The most successful startups do not just build products -- they build communities. Figma, Notion, and dbt all grew through passionate communities that evangelized the product, created content, and supported each other. Here is how to build that flywheel for your startup.
Community vs. Audience
An audience listens to you. A community talks to each other. The distinction matters: an audience depends on your continued content output, while a community is self-sustaining. Your goal is to create the conditions for members to connect with and help each other, not just with you.
Where to Build
Choose your platform based on where your users already spend time: Slack or Discord for real-time developer communities, LinkedIn Groups for B2B professional communities, Forums (Discourse, Circle) for long-form discussion, and GitHub Discussions for open-source communities.

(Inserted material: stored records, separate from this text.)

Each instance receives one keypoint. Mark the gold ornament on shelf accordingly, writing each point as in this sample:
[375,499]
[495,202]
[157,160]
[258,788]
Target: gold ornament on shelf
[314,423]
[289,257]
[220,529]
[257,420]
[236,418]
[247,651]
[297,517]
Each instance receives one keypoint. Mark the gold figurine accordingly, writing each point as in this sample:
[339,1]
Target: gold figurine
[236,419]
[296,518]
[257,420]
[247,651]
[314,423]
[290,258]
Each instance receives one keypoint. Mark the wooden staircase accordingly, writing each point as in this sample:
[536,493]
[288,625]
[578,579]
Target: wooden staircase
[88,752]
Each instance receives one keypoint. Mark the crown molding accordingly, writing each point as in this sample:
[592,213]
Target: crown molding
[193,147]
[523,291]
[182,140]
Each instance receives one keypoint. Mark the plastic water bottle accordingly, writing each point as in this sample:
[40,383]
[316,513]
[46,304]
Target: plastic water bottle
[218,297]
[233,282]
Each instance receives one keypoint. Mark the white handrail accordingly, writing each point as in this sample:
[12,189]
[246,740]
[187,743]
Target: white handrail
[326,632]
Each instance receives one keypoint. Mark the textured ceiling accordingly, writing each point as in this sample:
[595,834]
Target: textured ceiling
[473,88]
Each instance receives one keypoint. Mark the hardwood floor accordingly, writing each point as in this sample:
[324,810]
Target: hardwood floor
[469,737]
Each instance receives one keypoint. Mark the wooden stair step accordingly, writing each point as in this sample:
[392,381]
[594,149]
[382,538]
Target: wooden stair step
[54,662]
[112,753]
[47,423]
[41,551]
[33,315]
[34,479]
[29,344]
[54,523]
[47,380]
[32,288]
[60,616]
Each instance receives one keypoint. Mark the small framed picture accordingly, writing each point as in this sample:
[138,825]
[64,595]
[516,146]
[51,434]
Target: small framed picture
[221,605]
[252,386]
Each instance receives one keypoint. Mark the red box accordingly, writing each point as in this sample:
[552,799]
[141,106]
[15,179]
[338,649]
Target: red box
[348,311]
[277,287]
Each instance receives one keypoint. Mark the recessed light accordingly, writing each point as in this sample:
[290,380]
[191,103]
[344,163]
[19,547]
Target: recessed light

Start with one platform and do it well.
The Community Flywheel
Content (members share knowledge) leads to Engagement (discussions, Q&A, events) which leads to Advocacy (members recommend your product) which brings Growth (new members join) which creates more Content. Your job is to seed and nurture this flywheel until it becomes self-sustaining.
Events and Meetups
Regular events give your community rhythm and energy: weekly office hours or AMAs, monthly webinars or workshops, quarterly virtual meetups, and annual in-person conferences or unconferences. Start small (10-person meetups) and scale as demand grows.
Measuring Community Health
Track: active member percentage (what % of members contribute each month), response time (how quickly do community members help each other), content creation rate (user-generated posts, guides, tutorials), and community-influenced revenue (deals where the community played a role in the buyer's journey).